The standard size of these buckets allows for at least two tomato plants per bucket. This makes them an efficient use of space in small gardens or balcony spaces.

How do you prepare a 5 gallon bucket for planting? ›

Drill a large hole that will fit PVC piping in one bucket. The upper bucket will contain soil and plants. The lower bucket will contain water, the PVC end and a wicking item such as cloth. This will slowly deliver water up to the plant's roots.

How many beets can you plant in a 5 gallon bucket? ›

In a 5-gallon bucket you can grow: • 1 tomato, pepper or zucchini, or • 3-4 lettuce, or • 1 cabbage or broccoli (with 15 radishes or 8 spinach), or • 15 carrots or beets, or • 6 bulbing onions, garlic or leeks, or • 8 mustards or turnips for greens.

What vegetables do good in buckets? ›

Vegetables which are ideally suited for growing in containers include tomatoes, peppers, eggplant, green onions, beans, lettuce, squash, radishes and parsley.

How many cucumber plants per 5 gallon bucket? ›

Two or three plants will fit in a five-gallon bucket or grow one cucumber in a 10-inch-wide container. Mix soil with equal parts of compost, potting soil, perlite and peat moss. The compost or rotted manure will get plants off to a good start, or blend in granules of a balanced fertilizer, such as 10-10-10.

Will tomatoes grow in a 5 gallon bucket? ›

Tomatoes grow nicely in 5-gallon buckets (both Determinate and semi-Determinate tomato cultivars.) This way of growing tomatoes is ideal for DIY garden containers and small spaces. Fill your drilled bucket with potting soil, add your fertilizer, and plant the tomato half the height of their main stem.

Do tomatoes grow better in pots or in the ground? ›

In general, determinate tomatoes tend to do better in pots, so look for those. It's also possible to grow indeterminate tomatoes in containers, of course, as long as you provide enough support and soil volume.

Can you grow cucumbers in a 5 gallon bucket? ›

Yes, works fine. Just drill holes in the bottom and side for drainage and throw a stake and a tomato cage in there so they can climb.

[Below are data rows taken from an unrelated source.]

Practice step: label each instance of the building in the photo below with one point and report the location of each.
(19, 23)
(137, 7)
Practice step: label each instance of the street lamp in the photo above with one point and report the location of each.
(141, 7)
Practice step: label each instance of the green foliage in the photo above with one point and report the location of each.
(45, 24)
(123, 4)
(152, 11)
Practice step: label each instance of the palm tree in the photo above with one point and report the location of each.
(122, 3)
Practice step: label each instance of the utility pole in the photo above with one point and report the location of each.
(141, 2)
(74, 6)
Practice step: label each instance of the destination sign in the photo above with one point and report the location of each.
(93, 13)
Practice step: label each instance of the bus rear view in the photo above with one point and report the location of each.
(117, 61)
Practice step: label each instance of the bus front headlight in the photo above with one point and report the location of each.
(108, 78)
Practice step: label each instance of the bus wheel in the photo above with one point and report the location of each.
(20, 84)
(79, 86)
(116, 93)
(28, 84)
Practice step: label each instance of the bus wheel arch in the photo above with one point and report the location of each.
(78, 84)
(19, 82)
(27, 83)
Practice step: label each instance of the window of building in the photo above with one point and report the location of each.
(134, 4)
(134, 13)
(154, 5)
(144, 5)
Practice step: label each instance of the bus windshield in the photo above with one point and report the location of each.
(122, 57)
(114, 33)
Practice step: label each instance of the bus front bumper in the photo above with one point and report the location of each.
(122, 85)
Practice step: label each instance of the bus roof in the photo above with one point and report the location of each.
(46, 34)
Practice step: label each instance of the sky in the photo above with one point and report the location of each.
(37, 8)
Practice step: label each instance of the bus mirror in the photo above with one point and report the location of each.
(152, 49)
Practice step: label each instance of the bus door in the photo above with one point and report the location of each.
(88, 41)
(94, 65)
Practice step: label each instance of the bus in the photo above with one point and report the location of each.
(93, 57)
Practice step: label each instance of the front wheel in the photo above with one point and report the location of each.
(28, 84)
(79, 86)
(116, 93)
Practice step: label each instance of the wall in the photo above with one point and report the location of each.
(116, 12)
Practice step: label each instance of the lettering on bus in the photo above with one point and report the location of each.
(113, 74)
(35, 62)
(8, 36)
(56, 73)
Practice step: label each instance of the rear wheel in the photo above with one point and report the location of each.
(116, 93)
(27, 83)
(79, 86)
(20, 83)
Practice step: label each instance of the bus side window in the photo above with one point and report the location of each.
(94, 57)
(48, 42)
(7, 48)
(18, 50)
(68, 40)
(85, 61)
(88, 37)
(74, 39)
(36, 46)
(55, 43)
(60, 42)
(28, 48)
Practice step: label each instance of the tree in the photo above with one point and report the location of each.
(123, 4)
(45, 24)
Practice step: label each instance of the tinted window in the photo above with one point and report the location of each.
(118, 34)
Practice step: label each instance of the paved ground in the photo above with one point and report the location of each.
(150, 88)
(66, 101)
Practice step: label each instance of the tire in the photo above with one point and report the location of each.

How many bags of potting soil do I need for a 5 gallon bucket? ›

1.6 Pots

How many broccoli plants in a 5 gallon bucket? ›

Vegetable Container Size Chart
PlantMinimum SizeNumber of Plants Per Pot
Broccoli5 gallon; 12 inch diameter1
Cabbage5 gallon; 12 inch diameter1
Carrots1 gallon; 6-7 inch diameter3-4
30 more rows

How many bush beans per 5 gallon bucket? ›

A 5 gallon bucket is the perfect size for 3 bush bean plants or for 2 pole bean plants. Follow these must know tips to grow a bumper harvest of tasty beans.

Is a 5 gallon bucket big enough for a tomato plant? ›

For each plant, you need a container that is at least 1 square foot or around two gallons. A larger container of around 2 square feet is better. A 5-gallon bucket, easily found at hardware stores, is the perfect size for healthy tomato plant growth.

Is a 5 gallon bucket too small for tomatoes? ›

Tomatoes grow nicely in 5-gallon buckets (both Determinate and semi-Determinate tomato cultivars.) This way of growing tomatoes is ideal for DIY garden containers and small spaces. Fill your drilled bucket with potting soil, add your fertilizer, and plant the tomato half the height of their main stem.